Выяснилось, что сказать ей особо нечего. После обеда они с дочерью были внизу, но, услышав, как леди Клементина ссорится с Дэвидом, решили подняться наверх: хозяйка дома явно была не в духе. Они ненадолго заходили в курительную, где сидели поверенный мистер Баттискомб и профессор Ментон-Уайт, но им показалось, что эти джентльмены придерживались викторианских взглядов и считали женщин в курительной лишними, поэтому они поднялись наверх, в отведённую им комнату. Они отдохнули, а потом подбирали наряды для ужина. Ещё они просили принести им лимонад, но не запомнили, кто из горничных принёс и в котором часу. Ближе к восьми к ним постучался Дэвид и спросил, не видели ли они Клементину. Тогда они и узнали, что она ушла на реку и не вернулась.
— И вы больше никого не видели за все эти несколько часов? — уточнил инспектор Годдард.
— Когда мы поднимались по лестнице то на площадке второго этажа видели Руперта. Это всё.
— А он шёл вверх или вниз?
— Признаться, не помню. Помню, что он остановился на площадке между этажами и отдыхал. С его ногой тяжело что спускаться, что подниматься.
— Я шёл наверх, — вставил Руперт.
Проигнорировав его, инспектор задал следующий вопрос:
— С какой целью вы приехали в Эбберли в тот день?
— Мы приехали не в тот день, а за два дня до того. Я разбирала бумаги моего покойного мужа и нашла несколько писем от его брата. Я решила привезти их… Подумала, что его сыновьям или Клементине будет любопытно их прочитать. К сожалению, я ошиблась. Пачка так и провалялась в библиотеке на столике около дивана. Дэвид и Клементина были постоянно чем-то заняты, а Руперт вообще…
Мюриэл сделала такую красноречивую паузу, что Айрис подумала, она сейчас скажет: «Вообще не умеет читать».
— Руперт никогда не выказывал интереса к семейной истории, — продолжила Мюриэл. — В конце концов, это не его семья. И, понимаете, дети даже не помнят отца, как ни прискорбно. Война… — Мюриэл тяжко вздохнула. — Им было по два с небольшим года, когда Клементина увезла их на север. Потом они вернулись в Эбберли, а Джон пропадал на фабриках. Как сейчас помню, позвонили с фабрики под Честером и сказали про сердечный приступ… Такое горе!
— Я его помню, — произнёс Руперт, дождавшись конца монолога Мюриэл. — Помню, как хотел подбежать к воде, а он каждый раз подхватывал меня на руки и не пускал к пруду.
— Это твои фантазии, — заявила Мюриэл. — Никто не помнит себя в столь юном возрасте. — Она повернулась к инспектору: — И на этом, пожалуй, всё. Больше мне нечего сказать.
Годдард что-то долго черкал в блокноте, а потом сообщил, что вопросов больше нет, но в ближайшие дни, возможно, уже завтра, он сможет сообщить родственникам о причинах смерти леди Клементины и прочем.
Когда инспектор, попрощавшись, вышел, Айрис вышла вслед за ним.
— Инспектор Годдард, я хотела отдать вам копию письма, которую обещала вчера. И… Я думаю, что у меня есть важная информация. Я кое-что узнала от… от кое-кого среди прислуги.

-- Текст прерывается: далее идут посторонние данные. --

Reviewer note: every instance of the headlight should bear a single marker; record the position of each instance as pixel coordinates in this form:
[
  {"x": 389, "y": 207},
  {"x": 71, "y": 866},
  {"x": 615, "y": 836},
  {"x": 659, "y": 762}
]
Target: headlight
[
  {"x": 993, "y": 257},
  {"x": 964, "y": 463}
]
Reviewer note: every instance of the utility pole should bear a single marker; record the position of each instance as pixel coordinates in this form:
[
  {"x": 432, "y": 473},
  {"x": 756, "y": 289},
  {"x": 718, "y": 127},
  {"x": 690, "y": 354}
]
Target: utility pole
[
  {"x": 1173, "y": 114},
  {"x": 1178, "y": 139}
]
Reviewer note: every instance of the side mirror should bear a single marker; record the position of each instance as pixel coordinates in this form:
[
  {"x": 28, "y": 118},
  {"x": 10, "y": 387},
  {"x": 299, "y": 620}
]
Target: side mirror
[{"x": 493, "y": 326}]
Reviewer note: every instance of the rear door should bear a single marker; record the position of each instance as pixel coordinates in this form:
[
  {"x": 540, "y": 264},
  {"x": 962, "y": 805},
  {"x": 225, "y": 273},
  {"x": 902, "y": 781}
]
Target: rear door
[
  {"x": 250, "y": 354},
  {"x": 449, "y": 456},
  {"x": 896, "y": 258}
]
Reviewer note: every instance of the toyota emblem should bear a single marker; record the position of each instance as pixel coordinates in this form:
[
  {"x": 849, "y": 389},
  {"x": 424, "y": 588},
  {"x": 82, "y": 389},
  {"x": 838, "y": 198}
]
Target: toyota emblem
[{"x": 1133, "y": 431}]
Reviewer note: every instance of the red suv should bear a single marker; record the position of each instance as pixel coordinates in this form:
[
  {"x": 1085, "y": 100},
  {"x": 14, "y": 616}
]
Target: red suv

Когда они пришли в библиотеку, Айрис отдала ему листок, а потом рассказала про Вилли Дженкинса.
— Не вижу, как это может быть связано с убийством, если у родителей и бывшей невесты было алиби, — сказал инспектор Годдард.
— Вы сами говорили, что шесть лет назад никто не думал об убийстве. Вдруг произошла ошибка!
— Мы не сможем исправить её сейчас, мисс Бирн. Вы юны и впечатлительны, вас всё это очень взволновало, но предоставьте это дело полиции, хорошо?
— Но вы же смотрите только в одну сторону!
— Это в какую?
— В сторону Дэвида Вентворта. Хотя с ним ваш любимый cui bono как раз и не срабатывает!
— Почему не срабатывает? Уже через несколько дней всё состояние Вентвортов перейдёт к нему.
— Но вы даже не хотите подумать о письме! О тайне! И о деньгах, которые леди Клементина выплатила неизвестно кому. Говорят, там было десять тысяч фунтов! В чеках на предъявителя. Она их выписала буквально за день до смерти. Что, если её кто-то шантажировал? Кто снял все эти деньги?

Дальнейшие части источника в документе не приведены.